Preparing For Your End Of Year Review

Dec 01, 2021

It’s time for the end-of-year review and you are thinking about how to make sure that conversation serves you. You’re right to think about it because recent research in the Harvard Business Review finds, yet again, that women are 1.4 times more likely to receive subjective, critical feedback than men, and that women’s performances are more likely attributed to characteristics rather than skills and abilities. 

In this month’s blog, I’ve given you a few pointers on how to make your review work for you. 

Watch their language.

When you are receiving your review, pay attention to whether or not the feedback you are being given is based on your performance or your style. In one study, researcher Kieran Snyder collected and compared performance reviews given to men and women in the tech industry.  She found that women were more likely than men to receive negative feedback based on perceived personality traits rather than objective performance criteria. A similar finding came from a study at Stanford Graduate School of Business. According to the Stanford study, the big problem is that managers, when evaluating people, are not just documenting successes– they are also forming opinions about someone’s behavior. As a result, a “bias'' is created and attached to the value of those behaviors, and how you assign rewards based on whether you think someone’s behavior is good or bad. Bias can enter into any of those processes. 

While you won’t have the benefit of comparing your end of year review with that of your male colleagues, it’s worth noting that the same feedback gets characterized differently for men and women.
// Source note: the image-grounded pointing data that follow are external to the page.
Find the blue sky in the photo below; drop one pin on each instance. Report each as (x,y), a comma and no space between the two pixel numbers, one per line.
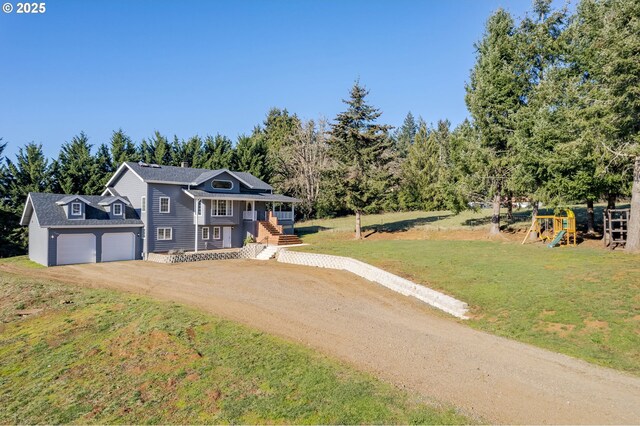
(206,67)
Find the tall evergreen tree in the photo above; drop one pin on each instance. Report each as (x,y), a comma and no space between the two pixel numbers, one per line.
(278,128)
(29,173)
(494,95)
(190,152)
(103,170)
(251,155)
(218,152)
(76,166)
(609,31)
(156,150)
(362,151)
(405,135)
(122,149)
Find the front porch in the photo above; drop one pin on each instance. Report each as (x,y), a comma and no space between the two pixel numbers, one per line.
(282,211)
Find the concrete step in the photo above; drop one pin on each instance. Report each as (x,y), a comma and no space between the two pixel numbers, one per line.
(267,253)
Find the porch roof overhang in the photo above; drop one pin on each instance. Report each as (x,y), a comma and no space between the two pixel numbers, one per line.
(272,198)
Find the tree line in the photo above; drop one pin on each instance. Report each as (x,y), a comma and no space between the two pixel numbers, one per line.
(554,102)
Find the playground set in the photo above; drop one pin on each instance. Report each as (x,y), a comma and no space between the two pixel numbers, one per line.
(615,227)
(557,229)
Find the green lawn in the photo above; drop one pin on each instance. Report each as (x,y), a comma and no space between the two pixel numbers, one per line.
(95,356)
(583,302)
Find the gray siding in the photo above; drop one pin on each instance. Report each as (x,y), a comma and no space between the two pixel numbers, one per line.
(68,211)
(98,232)
(206,186)
(179,218)
(38,242)
(130,186)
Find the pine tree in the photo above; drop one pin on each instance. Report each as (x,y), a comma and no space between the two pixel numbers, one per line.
(405,135)
(608,32)
(190,152)
(156,150)
(218,152)
(76,166)
(362,151)
(494,95)
(103,170)
(278,128)
(122,149)
(251,155)
(29,173)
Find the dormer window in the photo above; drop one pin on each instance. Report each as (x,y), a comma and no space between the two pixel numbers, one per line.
(221,184)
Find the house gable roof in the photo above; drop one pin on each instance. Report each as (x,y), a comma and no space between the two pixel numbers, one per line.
(110,200)
(69,198)
(50,213)
(184,175)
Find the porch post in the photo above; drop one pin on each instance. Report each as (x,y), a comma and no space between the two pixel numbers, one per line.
(195,220)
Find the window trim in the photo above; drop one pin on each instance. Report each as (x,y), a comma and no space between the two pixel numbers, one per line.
(164,233)
(168,204)
(222,189)
(228,211)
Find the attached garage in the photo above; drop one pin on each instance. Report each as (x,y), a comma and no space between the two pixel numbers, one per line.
(76,248)
(69,229)
(118,246)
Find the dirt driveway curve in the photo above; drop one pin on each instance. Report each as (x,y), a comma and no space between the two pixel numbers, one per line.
(395,337)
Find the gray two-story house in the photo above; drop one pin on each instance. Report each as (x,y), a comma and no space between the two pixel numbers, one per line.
(149,208)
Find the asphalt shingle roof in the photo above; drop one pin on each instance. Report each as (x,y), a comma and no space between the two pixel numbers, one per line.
(188,175)
(277,198)
(50,214)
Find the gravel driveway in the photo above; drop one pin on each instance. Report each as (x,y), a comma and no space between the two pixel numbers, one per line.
(394,337)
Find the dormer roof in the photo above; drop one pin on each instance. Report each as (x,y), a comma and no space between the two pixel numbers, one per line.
(50,213)
(152,173)
(110,200)
(69,198)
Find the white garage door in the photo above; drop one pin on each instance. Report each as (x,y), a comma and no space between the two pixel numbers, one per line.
(76,248)
(118,246)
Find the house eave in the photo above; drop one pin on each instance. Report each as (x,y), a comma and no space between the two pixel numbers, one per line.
(119,171)
(132,225)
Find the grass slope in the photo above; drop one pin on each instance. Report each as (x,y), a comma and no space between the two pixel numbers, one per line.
(583,302)
(94,356)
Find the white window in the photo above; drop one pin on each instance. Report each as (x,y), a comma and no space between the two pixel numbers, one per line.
(221,208)
(222,184)
(164,234)
(164,205)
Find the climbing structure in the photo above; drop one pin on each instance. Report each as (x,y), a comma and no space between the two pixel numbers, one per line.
(557,229)
(615,227)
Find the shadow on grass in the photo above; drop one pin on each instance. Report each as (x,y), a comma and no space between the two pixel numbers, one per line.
(403,225)
(308,230)
(521,216)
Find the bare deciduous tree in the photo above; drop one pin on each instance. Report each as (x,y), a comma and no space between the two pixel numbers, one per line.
(303,160)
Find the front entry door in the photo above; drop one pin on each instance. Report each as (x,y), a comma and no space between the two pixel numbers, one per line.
(226,237)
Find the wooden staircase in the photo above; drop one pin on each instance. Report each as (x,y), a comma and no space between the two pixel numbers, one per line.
(276,237)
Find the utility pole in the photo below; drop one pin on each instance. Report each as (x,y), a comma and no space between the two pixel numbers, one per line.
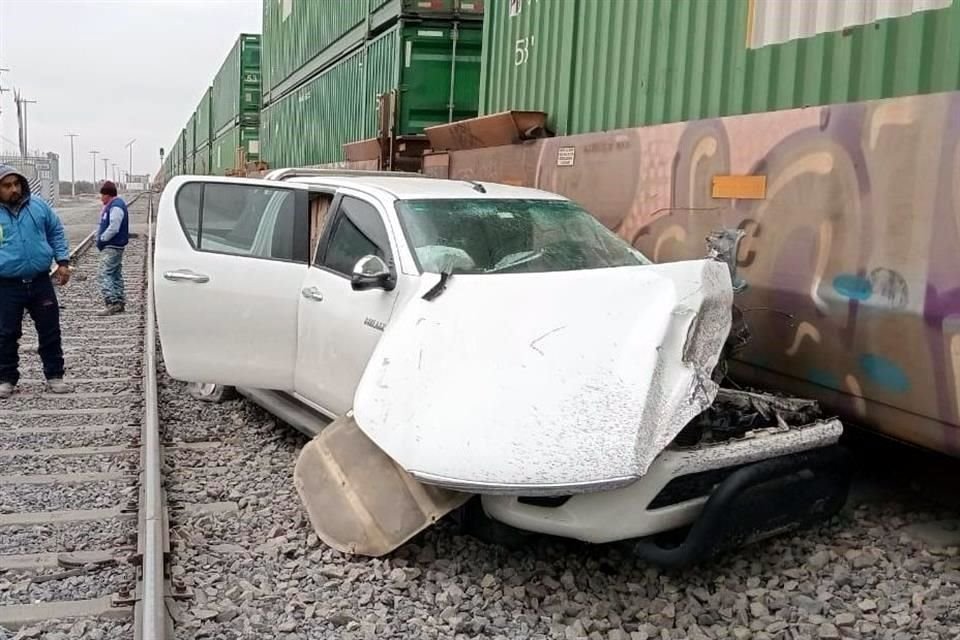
(129,145)
(73,176)
(2,91)
(22,115)
(94,154)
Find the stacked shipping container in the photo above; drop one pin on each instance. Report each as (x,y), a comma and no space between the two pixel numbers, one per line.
(236,107)
(325,64)
(612,64)
(227,120)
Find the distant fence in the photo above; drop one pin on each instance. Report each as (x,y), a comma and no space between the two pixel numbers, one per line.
(42,172)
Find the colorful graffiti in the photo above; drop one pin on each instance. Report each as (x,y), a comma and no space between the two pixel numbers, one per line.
(852,256)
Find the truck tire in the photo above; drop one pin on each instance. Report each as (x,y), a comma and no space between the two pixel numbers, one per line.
(209,392)
(472,521)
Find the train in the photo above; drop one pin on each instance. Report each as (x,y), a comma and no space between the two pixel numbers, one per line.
(828,133)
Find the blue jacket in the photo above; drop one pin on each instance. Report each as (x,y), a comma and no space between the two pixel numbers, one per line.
(121,235)
(31,234)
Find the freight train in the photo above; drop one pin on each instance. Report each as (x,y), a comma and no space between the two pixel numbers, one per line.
(828,132)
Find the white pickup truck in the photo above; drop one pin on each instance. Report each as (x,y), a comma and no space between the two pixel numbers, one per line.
(484,349)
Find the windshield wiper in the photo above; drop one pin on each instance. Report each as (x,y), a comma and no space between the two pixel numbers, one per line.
(441,285)
(518,261)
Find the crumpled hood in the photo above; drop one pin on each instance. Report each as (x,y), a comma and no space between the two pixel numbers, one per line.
(540,384)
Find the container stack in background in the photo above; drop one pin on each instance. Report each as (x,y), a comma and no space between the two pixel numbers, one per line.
(326,64)
(222,135)
(235,108)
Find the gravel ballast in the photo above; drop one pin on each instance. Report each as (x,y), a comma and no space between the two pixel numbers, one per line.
(261,571)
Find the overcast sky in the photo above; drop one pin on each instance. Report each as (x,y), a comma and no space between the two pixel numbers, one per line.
(111,71)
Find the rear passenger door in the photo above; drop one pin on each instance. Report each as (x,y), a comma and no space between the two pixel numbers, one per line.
(230,257)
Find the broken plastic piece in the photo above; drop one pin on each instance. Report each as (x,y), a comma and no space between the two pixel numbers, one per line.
(358,500)
(723,245)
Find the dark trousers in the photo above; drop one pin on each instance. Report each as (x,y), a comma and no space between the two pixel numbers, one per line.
(39,300)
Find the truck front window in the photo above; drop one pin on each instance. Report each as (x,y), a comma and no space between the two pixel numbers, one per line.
(510,236)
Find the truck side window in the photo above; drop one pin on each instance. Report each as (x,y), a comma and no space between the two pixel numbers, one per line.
(244,220)
(358,231)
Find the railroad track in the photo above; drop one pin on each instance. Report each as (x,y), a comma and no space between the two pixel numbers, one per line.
(82,523)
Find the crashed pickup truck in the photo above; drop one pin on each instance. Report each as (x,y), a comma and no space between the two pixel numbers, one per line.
(483,349)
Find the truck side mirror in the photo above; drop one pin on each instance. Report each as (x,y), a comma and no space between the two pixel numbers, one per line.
(371,272)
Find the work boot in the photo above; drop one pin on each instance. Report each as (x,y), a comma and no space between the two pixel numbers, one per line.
(110,310)
(57,385)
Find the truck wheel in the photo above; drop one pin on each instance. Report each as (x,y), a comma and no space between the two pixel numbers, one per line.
(209,392)
(474,522)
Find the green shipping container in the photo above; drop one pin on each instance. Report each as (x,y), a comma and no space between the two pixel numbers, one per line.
(236,87)
(225,148)
(301,38)
(201,160)
(297,32)
(612,64)
(309,125)
(203,133)
(434,67)
(190,139)
(385,12)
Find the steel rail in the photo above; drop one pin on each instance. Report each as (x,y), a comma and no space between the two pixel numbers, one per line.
(150,615)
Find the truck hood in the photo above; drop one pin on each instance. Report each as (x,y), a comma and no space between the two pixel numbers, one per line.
(544,384)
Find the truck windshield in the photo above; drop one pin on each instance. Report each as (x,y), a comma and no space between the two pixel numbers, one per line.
(510,236)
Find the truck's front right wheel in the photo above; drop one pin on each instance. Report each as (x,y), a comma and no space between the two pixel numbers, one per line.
(209,392)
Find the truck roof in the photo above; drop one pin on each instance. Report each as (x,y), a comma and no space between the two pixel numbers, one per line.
(405,187)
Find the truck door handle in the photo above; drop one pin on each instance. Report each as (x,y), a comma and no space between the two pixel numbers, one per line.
(312,293)
(185,275)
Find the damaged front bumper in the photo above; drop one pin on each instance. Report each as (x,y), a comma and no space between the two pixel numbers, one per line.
(677,489)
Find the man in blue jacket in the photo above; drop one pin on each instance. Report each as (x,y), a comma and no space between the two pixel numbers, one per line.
(112,238)
(31,239)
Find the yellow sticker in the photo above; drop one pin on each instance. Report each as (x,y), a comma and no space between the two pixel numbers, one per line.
(741,187)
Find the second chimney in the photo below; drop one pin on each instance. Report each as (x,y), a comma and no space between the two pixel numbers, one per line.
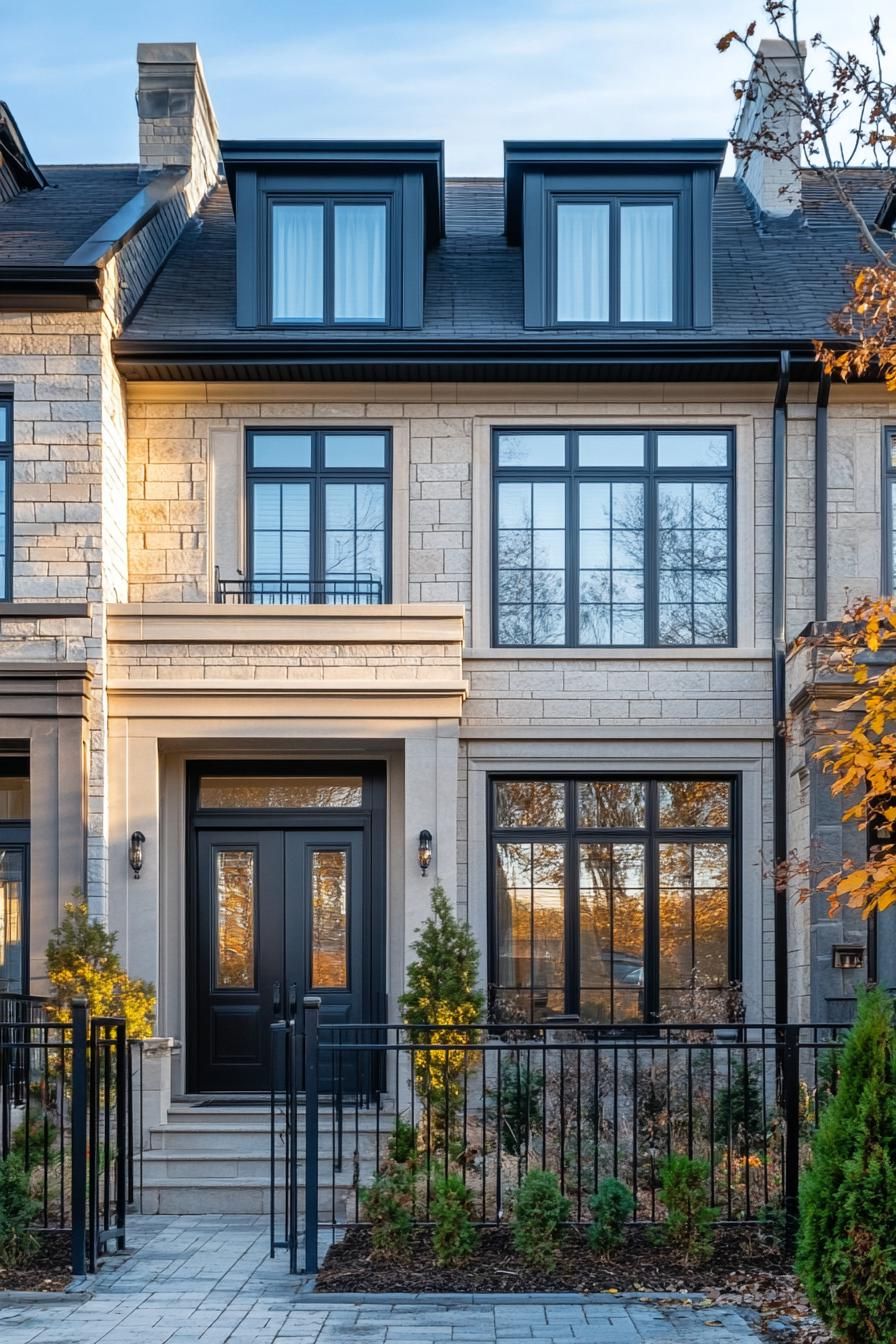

For example, you might receive feedback like, “you sometimes seem like you have analysis paralysis and struggle to act decisively,” while your male colleague might hear, “you are hesitant in making decisions, yet you are able to work out multiple alternative solutions and bring them clearly forward for a decision to be made.” 

The best way to combat bias is to call it out skillfully. Lead with curiosity and keep linking your questions to business outcomes. Watch for words like “abrasive”, “aggressive”, “emotional” and “irrational.” Notice also when assumptions are being made about your behavior. When you notice them, be prepared to ask questions: “What specifically did you see or hear that makes you say that?” “How did it impact my ability to achieve business goals?”  “What would you have done differently and how do you think that would have had a different impact?”  

If your manager is open to it, share the research that shows the difference between how men and women are reviewed. Ask your manager, if you were a man and had done the same things, would it make it into your performance review?

Don’t accept vague feedback.  

Research from Shelley Correl and Caroline Simard shows that women are systematically less likely to receive specific feedback than men. For example, you might hear, “you lack strategic thinking,” rather than, “in the product roadmap you created, you considered X, but in not accounting for Y from the engineering team, the strategy was unworkable.” Similarly, when the feedback is generally good, if it does not identify specific actions that are valued or the positive impact of those accomplishments, it often doesn’t lead to a promotion.  

With each mention of what you did well or could have done better, ask questions until you are entirely clear on what you missed and how you could have done it differently, or what went well and the impact it had on the business. It’s just as important to ask about what went well as it is to ask about what could have been better.  

If your end-of-year review includes a place for you to contribute, make sure you note your accomplishments and successes, and what specific business outcomes you accomplished.  Look for technical accomplishments that demonstrate experience and expertise, and be sure to cross-reference them to your job description or the organization’s career ladder system.

Seek feedback from a broad range of stakeholders.

Where possible, ask your manager if your end-of-year review can include input you’ve received from clients or customers, cross-functional colleagues, or other stakeholders. It is often the case that these inputs are more specific, they offer broader context, and they are directly linked to business outcomes– particularly if they are client success stories. Your manager only sees one aspect of what you do and is influenced by their own impressions.  

Doing this can also help to avoid the recency bias, meaning that you are only being reviewed on what you’ve done over the few months prior to the review. If you have data from the entire year, this will better help position you for a comprehensive review, and one that tracks the advancements you’ve made over the course of the whole year. One simple practice that I do is to keep a folder marked ‘celebrations’ or something like that in my inbox. Anytime you do receive positive feedback, simply file it there and bring it out at the end of the year.  

Ask for what you want.

End-of-year performance reviews are a time to ask for what you want to advance your career.  Share with your manager your career aspirations and how you see yourself getting there. Then, ask what skills you need to develop to get there and what opportunities can the organization provide? If you don’t know where you are headed, I suggest enrolling in my CLEAR career program for women. In that course, we have an entire module devoted to helping you figure out what you want for your career.

This is also a time to ask for introductions and connections to help you develop your network.  As you advance your career, you will need others to mentor, advocate for, and sponsor your promotion. Get clear on who can help you– start by asking your manager who can help you and then ask for introductions.  

Finally, this is the time to talk about titles and salaries. It is the right time to ask what you can expect for raises and promotions. I covered these negotiations extensively in my last blog post, which you can find here.

Remember, you are the best advocate for your success. And I’m here to help you along the way.